As such, it would end up in some conservative static scoping based enforcement.
The latter, if implementable, may have a better reflection of the mem-fence
requirement and control flow, which may lead to better optimization.
>>>
>>> Thanks,
>>> Hideki
>>>
>>> -----Original Message-----
>>> From: Johannes Doerfert <johannesdoerfert at gmail.com>
>>> Sent: Wednesday, January 27, 2021 2:26 PM
>>> To: Kaylor, Andrew <andrew.kaylor at intel.com>
>>> Cc: llvm-dev at lists.llvm.org; Eli Friedman <efriedma at
quicinc.com>
>>> Subject: Re: [llvm-dev] Memory barrier problem
>>>
>>> Long story short, we have 3 general options forward:
>>>
>>> 1) Introduce/Leverage an attribute and make it "stronger"
than the `noalias` guarantee we have right now. This is not a great option
because we would need to scan for intermediate instructions with this property
in order to utilize `noalias`.
>>> 2) We go with explicit uses of the `noalias` pointer as proposed in
[0].
>>> The downside is that we need to add them when we inline and such.
We also need to add them to synchronizing instructions or declare the behavior
of GVN right now as somewhat sane.

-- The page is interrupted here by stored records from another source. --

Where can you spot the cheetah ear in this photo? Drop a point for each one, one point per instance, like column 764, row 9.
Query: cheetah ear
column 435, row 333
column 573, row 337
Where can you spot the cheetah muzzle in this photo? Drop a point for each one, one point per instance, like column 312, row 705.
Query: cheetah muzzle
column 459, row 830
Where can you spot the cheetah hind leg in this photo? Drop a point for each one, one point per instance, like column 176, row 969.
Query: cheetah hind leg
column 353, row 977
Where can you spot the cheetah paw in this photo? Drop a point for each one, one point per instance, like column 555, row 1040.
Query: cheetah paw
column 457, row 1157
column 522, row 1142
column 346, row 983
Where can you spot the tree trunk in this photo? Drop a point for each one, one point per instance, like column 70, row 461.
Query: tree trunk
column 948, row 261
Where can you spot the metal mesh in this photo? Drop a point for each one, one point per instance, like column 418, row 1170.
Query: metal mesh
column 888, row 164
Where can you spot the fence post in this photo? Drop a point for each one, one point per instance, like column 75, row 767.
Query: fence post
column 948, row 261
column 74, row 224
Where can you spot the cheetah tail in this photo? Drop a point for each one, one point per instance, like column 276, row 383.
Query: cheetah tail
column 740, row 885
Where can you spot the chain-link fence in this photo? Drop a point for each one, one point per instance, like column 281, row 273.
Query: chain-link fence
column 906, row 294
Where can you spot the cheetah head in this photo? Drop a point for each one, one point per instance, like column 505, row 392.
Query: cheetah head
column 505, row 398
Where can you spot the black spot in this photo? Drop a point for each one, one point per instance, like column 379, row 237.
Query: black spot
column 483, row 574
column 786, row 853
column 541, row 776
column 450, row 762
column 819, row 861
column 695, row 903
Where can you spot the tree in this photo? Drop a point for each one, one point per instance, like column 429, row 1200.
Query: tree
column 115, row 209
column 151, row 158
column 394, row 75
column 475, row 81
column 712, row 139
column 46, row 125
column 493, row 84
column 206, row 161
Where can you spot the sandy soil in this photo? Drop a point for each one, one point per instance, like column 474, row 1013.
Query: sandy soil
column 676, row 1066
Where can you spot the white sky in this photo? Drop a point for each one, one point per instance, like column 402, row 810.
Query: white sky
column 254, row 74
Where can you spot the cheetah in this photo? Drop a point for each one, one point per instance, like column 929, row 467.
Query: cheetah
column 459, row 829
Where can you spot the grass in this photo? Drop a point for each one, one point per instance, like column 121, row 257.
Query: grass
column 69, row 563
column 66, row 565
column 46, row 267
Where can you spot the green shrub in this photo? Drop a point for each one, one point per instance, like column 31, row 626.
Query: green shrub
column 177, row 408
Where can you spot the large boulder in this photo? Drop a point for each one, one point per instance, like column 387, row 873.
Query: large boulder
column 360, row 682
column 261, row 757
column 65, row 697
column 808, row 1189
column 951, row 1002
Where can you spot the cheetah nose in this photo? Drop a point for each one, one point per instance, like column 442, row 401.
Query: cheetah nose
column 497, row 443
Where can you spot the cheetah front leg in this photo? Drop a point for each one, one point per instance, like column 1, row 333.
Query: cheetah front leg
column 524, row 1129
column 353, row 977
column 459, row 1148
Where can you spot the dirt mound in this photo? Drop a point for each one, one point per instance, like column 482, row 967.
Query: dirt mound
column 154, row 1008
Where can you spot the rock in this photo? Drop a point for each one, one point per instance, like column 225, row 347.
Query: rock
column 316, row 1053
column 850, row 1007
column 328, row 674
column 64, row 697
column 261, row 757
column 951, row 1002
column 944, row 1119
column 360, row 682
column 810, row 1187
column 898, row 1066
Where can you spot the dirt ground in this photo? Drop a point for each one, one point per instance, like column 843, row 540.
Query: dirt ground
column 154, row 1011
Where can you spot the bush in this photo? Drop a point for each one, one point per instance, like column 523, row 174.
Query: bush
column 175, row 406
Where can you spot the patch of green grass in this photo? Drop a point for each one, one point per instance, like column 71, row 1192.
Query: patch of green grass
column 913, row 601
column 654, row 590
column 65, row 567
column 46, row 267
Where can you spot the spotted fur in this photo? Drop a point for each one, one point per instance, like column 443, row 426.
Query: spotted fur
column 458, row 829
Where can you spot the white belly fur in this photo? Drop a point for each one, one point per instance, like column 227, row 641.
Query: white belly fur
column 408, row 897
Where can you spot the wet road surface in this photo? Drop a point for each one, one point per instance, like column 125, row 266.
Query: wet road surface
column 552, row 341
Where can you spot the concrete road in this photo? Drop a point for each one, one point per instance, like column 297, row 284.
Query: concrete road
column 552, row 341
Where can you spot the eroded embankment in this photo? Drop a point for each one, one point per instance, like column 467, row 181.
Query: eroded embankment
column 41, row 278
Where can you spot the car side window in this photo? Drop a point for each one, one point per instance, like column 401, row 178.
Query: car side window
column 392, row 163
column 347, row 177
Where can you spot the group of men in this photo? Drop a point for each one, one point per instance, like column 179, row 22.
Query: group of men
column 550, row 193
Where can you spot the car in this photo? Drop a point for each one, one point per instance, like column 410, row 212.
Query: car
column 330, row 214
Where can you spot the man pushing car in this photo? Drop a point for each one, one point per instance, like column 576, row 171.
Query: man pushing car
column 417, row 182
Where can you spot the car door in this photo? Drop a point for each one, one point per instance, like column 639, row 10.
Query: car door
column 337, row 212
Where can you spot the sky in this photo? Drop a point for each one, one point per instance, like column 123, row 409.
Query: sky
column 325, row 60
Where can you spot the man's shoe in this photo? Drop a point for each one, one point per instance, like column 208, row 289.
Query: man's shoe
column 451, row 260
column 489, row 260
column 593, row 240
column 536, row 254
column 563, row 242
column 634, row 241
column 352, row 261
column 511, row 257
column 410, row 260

So we say that synchronizing instructions in
the current function are stronger than `noalias` but that brings us back to the
problem with 1) which I really dislike. I guess, operand bundles for
instructions would solve this in a reasonably nice way.
>>> 3) Introduce a weaker version of `noalias` with the drawbacks of 1)
but at least __restrict__ pointers don't inherit the problem (as it is a
user error to synchronize via restrict pointers).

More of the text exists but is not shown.